Al final la conversación se fue apagando, encallada en los bajíos de las experiencias comunes. A Suzy, después de haberse alegrado por el encuentro, aquello la decepcionó un poco. Mark estaba pensativo, pues quería hacer algunas compras. En el hotel donde habían pasado la noche anterior, el camarero había empleado cierto tiempo escrutando las ondas de radio en busca de algo que pudiera sonar a todo volumen. Por accidente tropezó con una emisora de música clásica y, durante un breve y maravilloso instante, un fragmento de las
Variaciones Goldberg
había inundado el bar. Mark se había imaginado a un tipo solitario al frente de aquella emisora, perdida en las montañas y con la puerta atrancada contra acechantes hordas armadas hasta los dientes con «los discos de Garth Brooks. La música de Bach permaneció en la mente de Mark durante horas, mientras sonaban baladas dulzonas en las que se contrastaba la fragilidad del matrimonio con la fidelidad de los perros; así que se decidió a comprar un CD para ponerlo en el coche. En Palmerston no había ninguna tienda de música clásica.
La charla con Trent representó un breve e imprevisto retraso para los Campbell. Sin él, habrían salido por la puerta del establecimiento a las 12.50. A Suzy le apetecía fumar, cosa que los carteles de la pared prohibían con directas, tajantes e inequívocas frases y con una iconografía reconocible en todo el mundo. Steve Harris no tenía ninguna prisa particular, y hubiera estado allí de todos modos, contemplando todavía aquella casa con parcela propia y preguntándose vagamente cuánto podría costar.
A las 12.53 una mujer gritó en medio del restaurante.

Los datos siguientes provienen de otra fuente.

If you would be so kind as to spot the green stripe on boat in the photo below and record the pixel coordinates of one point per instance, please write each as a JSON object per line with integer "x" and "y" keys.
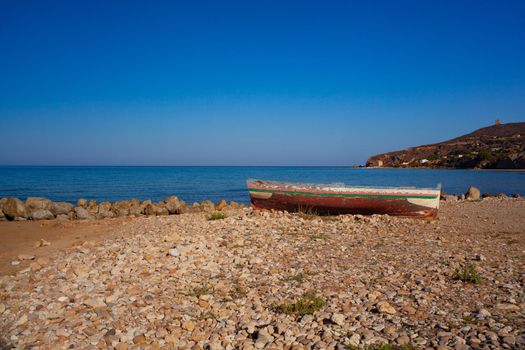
{"x": 340, "y": 194}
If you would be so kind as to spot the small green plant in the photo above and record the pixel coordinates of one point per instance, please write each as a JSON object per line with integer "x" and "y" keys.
{"x": 304, "y": 305}
{"x": 383, "y": 346}
{"x": 201, "y": 290}
{"x": 217, "y": 216}
{"x": 469, "y": 275}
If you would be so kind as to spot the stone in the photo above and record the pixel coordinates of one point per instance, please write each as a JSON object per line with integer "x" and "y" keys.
{"x": 403, "y": 340}
{"x": 41, "y": 214}
{"x": 207, "y": 206}
{"x": 82, "y": 203}
{"x": 473, "y": 194}
{"x": 140, "y": 340}
{"x": 482, "y": 313}
{"x": 21, "y": 321}
{"x": 221, "y": 205}
{"x": 338, "y": 319}
{"x": 26, "y": 257}
{"x": 188, "y": 325}
{"x": 61, "y": 208}
{"x": 155, "y": 209}
{"x": 480, "y": 257}
{"x": 95, "y": 303}
{"x": 13, "y": 208}
{"x": 43, "y": 261}
{"x": 83, "y": 214}
{"x": 174, "y": 252}
{"x": 104, "y": 210}
{"x": 173, "y": 238}
{"x": 385, "y": 307}
{"x": 507, "y": 307}
{"x": 122, "y": 208}
{"x": 174, "y": 205}
{"x": 171, "y": 339}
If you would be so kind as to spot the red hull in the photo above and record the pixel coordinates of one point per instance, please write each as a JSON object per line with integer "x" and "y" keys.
{"x": 342, "y": 205}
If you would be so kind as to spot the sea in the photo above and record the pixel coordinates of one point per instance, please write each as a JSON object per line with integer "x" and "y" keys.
{"x": 198, "y": 183}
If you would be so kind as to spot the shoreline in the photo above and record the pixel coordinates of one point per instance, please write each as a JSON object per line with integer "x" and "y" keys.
{"x": 185, "y": 281}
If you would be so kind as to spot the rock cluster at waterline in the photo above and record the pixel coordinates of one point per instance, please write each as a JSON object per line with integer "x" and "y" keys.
{"x": 263, "y": 280}
{"x": 35, "y": 208}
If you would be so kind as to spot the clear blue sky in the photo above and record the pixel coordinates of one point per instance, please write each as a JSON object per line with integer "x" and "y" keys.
{"x": 251, "y": 82}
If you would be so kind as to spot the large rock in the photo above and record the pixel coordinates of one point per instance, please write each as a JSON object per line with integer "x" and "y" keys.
{"x": 92, "y": 207}
{"x": 207, "y": 206}
{"x": 104, "y": 211}
{"x": 82, "y": 202}
{"x": 174, "y": 205}
{"x": 14, "y": 208}
{"x": 62, "y": 208}
{"x": 473, "y": 194}
{"x": 83, "y": 214}
{"x": 221, "y": 205}
{"x": 41, "y": 214}
{"x": 122, "y": 208}
{"x": 36, "y": 203}
{"x": 154, "y": 209}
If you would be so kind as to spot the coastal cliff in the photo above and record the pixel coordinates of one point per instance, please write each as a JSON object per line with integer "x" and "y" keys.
{"x": 500, "y": 146}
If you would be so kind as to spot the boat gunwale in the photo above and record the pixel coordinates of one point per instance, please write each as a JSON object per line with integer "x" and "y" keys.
{"x": 328, "y": 187}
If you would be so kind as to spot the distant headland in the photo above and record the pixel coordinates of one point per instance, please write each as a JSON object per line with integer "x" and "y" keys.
{"x": 500, "y": 146}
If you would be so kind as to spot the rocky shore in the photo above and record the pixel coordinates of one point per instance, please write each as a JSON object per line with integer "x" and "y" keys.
{"x": 35, "y": 208}
{"x": 251, "y": 279}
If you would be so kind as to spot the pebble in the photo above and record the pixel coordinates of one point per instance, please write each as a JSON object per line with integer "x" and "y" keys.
{"x": 184, "y": 281}
{"x": 338, "y": 319}
{"x": 385, "y": 307}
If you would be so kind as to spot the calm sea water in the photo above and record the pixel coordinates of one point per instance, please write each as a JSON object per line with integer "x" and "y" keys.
{"x": 215, "y": 183}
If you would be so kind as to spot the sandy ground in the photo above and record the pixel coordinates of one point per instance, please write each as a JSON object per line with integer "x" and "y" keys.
{"x": 20, "y": 237}
{"x": 186, "y": 282}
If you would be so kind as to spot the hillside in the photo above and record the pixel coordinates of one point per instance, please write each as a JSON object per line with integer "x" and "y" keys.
{"x": 500, "y": 146}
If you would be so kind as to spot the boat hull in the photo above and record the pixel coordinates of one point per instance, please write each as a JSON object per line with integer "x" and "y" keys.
{"x": 325, "y": 202}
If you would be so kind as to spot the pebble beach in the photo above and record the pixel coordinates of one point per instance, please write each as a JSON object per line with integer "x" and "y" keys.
{"x": 249, "y": 279}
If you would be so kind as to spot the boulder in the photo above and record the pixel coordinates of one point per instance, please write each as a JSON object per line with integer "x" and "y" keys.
{"x": 221, "y": 205}
{"x": 473, "y": 194}
{"x": 92, "y": 207}
{"x": 36, "y": 203}
{"x": 207, "y": 206}
{"x": 235, "y": 205}
{"x": 161, "y": 209}
{"x": 174, "y": 205}
{"x": 61, "y": 208}
{"x": 153, "y": 209}
{"x": 41, "y": 214}
{"x": 104, "y": 211}
{"x": 82, "y": 203}
{"x": 13, "y": 208}
{"x": 83, "y": 214}
{"x": 137, "y": 209}
{"x": 122, "y": 208}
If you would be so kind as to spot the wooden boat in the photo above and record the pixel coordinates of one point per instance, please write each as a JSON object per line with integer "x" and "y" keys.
{"x": 332, "y": 199}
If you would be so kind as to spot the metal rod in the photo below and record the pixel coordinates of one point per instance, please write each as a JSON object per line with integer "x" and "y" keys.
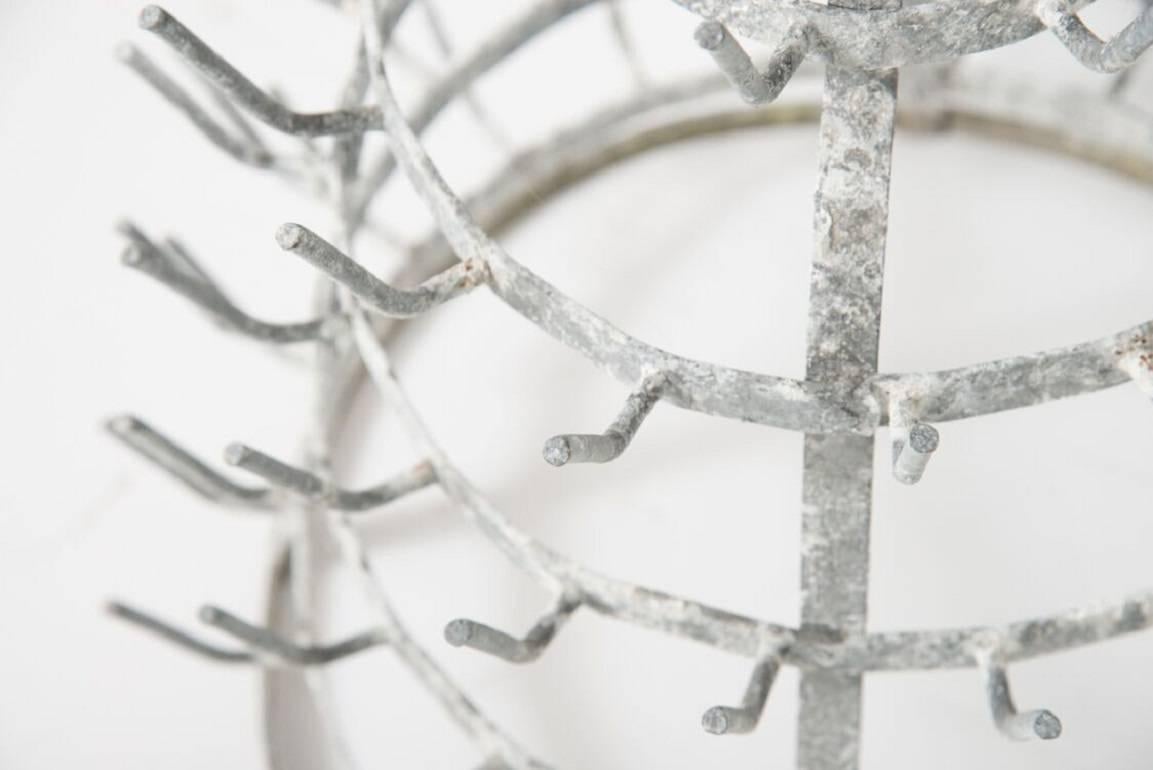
{"x": 726, "y": 719}
{"x": 753, "y": 87}
{"x": 1015, "y": 725}
{"x": 242, "y": 149}
{"x": 308, "y": 484}
{"x": 185, "y": 467}
{"x": 191, "y": 282}
{"x": 243, "y": 91}
{"x": 284, "y": 650}
{"x": 379, "y": 296}
{"x": 852, "y": 212}
{"x": 173, "y": 634}
{"x": 1113, "y": 57}
{"x": 485, "y": 639}
{"x": 609, "y": 445}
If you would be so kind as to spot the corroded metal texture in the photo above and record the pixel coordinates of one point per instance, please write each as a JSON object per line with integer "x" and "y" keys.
{"x": 858, "y": 118}
{"x": 839, "y": 405}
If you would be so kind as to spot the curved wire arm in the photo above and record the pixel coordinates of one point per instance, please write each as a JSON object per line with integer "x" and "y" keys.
{"x": 1029, "y": 725}
{"x": 609, "y": 445}
{"x": 281, "y": 649}
{"x": 756, "y": 398}
{"x": 1049, "y": 375}
{"x": 753, "y": 87}
{"x": 386, "y": 300}
{"x": 261, "y": 641}
{"x": 485, "y": 639}
{"x": 185, "y": 467}
{"x": 520, "y": 30}
{"x": 723, "y": 719}
{"x": 302, "y": 482}
{"x": 241, "y": 148}
{"x": 175, "y": 635}
{"x": 1138, "y": 365}
{"x": 911, "y": 453}
{"x": 913, "y": 443}
{"x": 623, "y": 36}
{"x": 1113, "y": 57}
{"x": 245, "y": 92}
{"x": 176, "y": 270}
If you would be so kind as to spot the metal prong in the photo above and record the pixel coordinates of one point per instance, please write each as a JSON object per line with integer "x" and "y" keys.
{"x": 384, "y": 299}
{"x": 609, "y": 445}
{"x": 722, "y": 719}
{"x": 1138, "y": 364}
{"x": 1118, "y": 53}
{"x": 283, "y": 649}
{"x": 912, "y": 451}
{"x": 231, "y": 81}
{"x": 175, "y": 635}
{"x": 754, "y": 87}
{"x": 194, "y": 285}
{"x": 241, "y": 149}
{"x": 183, "y": 466}
{"x": 309, "y": 484}
{"x": 485, "y": 639}
{"x": 1029, "y": 725}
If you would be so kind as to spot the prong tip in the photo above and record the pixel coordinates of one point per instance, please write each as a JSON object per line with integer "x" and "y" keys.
{"x": 121, "y": 424}
{"x": 210, "y": 614}
{"x": 458, "y": 632}
{"x": 151, "y": 16}
{"x": 288, "y": 235}
{"x": 125, "y": 52}
{"x": 132, "y": 256}
{"x": 924, "y": 438}
{"x": 1047, "y": 725}
{"x": 115, "y": 608}
{"x": 557, "y": 451}
{"x": 716, "y": 721}
{"x": 710, "y": 35}
{"x": 235, "y": 453}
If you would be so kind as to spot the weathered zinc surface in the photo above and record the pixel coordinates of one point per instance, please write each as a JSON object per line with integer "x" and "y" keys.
{"x": 839, "y": 405}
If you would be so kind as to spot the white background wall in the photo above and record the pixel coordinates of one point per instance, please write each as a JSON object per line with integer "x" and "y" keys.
{"x": 702, "y": 249}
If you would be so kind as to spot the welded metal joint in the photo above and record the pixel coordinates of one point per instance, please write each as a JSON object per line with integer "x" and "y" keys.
{"x": 728, "y": 719}
{"x": 462, "y": 632}
{"x": 602, "y": 447}
{"x": 753, "y": 85}
{"x": 1116, "y": 54}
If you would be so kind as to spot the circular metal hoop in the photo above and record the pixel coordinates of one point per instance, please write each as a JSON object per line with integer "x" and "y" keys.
{"x": 532, "y": 179}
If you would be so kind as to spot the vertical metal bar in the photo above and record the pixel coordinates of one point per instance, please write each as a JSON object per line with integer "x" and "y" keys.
{"x": 852, "y": 212}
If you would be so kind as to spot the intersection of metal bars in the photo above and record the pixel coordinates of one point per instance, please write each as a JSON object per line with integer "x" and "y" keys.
{"x": 839, "y": 405}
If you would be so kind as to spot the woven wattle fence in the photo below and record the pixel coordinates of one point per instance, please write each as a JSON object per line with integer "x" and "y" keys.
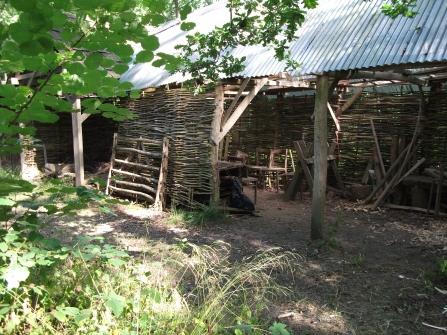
{"x": 276, "y": 123}
{"x": 186, "y": 120}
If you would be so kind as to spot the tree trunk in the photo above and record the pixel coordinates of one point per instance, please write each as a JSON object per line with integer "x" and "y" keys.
{"x": 320, "y": 159}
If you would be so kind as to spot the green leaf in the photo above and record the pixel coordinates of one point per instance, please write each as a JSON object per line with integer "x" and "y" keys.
{"x": 144, "y": 56}
{"x": 150, "y": 43}
{"x": 116, "y": 262}
{"x": 121, "y": 50}
{"x": 37, "y": 112}
{"x": 116, "y": 303}
{"x": 91, "y": 103}
{"x": 153, "y": 294}
{"x": 37, "y": 290}
{"x": 5, "y": 310}
{"x": 109, "y": 81}
{"x": 279, "y": 329}
{"x": 30, "y": 48}
{"x": 75, "y": 68}
{"x": 51, "y": 243}
{"x": 6, "y": 202}
{"x": 10, "y": 185}
{"x": 185, "y": 11}
{"x": 71, "y": 311}
{"x": 24, "y": 5}
{"x": 120, "y": 68}
{"x": 108, "y": 107}
{"x": 107, "y": 62}
{"x": 67, "y": 35}
{"x": 84, "y": 314}
{"x": 8, "y": 91}
{"x": 35, "y": 237}
{"x": 135, "y": 94}
{"x": 32, "y": 63}
{"x": 15, "y": 273}
{"x": 186, "y": 26}
{"x": 3, "y": 247}
{"x": 105, "y": 92}
{"x": 59, "y": 19}
{"x": 60, "y": 316}
{"x": 33, "y": 22}
{"x": 93, "y": 60}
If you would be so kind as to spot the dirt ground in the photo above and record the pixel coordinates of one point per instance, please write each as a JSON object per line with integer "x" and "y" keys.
{"x": 376, "y": 274}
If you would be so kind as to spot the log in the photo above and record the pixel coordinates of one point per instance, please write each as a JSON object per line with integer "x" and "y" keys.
{"x": 417, "y": 209}
{"x": 141, "y": 194}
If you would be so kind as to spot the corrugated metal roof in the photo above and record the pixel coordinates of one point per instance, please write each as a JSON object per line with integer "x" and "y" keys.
{"x": 337, "y": 35}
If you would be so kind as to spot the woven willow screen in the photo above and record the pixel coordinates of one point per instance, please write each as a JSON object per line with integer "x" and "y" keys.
{"x": 276, "y": 123}
{"x": 186, "y": 120}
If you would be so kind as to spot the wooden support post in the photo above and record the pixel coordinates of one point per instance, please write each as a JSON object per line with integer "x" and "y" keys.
{"x": 160, "y": 196}
{"x": 78, "y": 146}
{"x": 439, "y": 190}
{"x": 320, "y": 158}
{"x": 216, "y": 138}
{"x": 214, "y": 151}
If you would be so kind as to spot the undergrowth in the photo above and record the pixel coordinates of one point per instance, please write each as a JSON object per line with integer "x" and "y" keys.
{"x": 97, "y": 288}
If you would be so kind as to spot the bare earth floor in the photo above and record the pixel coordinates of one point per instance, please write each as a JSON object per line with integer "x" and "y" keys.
{"x": 376, "y": 275}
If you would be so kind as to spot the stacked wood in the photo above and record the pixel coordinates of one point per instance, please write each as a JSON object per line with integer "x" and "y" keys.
{"x": 186, "y": 120}
{"x": 58, "y": 140}
{"x": 394, "y": 114}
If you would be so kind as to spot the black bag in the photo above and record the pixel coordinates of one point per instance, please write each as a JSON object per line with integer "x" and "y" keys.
{"x": 239, "y": 199}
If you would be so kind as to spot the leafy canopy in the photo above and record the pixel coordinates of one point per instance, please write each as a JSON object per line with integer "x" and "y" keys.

Fue un sonido breve, enérgico, que solo podía indicar urgencia. Inconscientemente, la gente se apartó del lugar, creando un vacío en el pasillo central. Se hizo evidente que dos hombres —uno de menos de veinte años, el otro de unos veinticinco, ambos con largos abrigos— eran el centro de atención de aquella mujer. Muy pronto quedó igual de claro que ambos llevaban rifles semiautomáticos.
De repente, la luz del lugar se hizo muy brillante; los sonidos, anormalmente claros y contundentes, como si de golpe se hubiera disipado una bruma soporífera. Cuando estás sentado en un McDonald's un día de diario a la hora de comer, con un café que apenas alcanza la temperatura que te permite tomártelo, y te das cuenta de que ha caído la noche sobre el claro cielo azul, el tiempo se desliza en un breve remanso de lucidez. Como el largo segundo que precede al impacto en un accidente de coche, ese hiato no está ahí para ayudarte. No es una vía de escape, ni un regalo de Dios, y no alcanza más que para tener ocasión de saludar a la muerte y preguntarte qué le llevó tanto tiempo.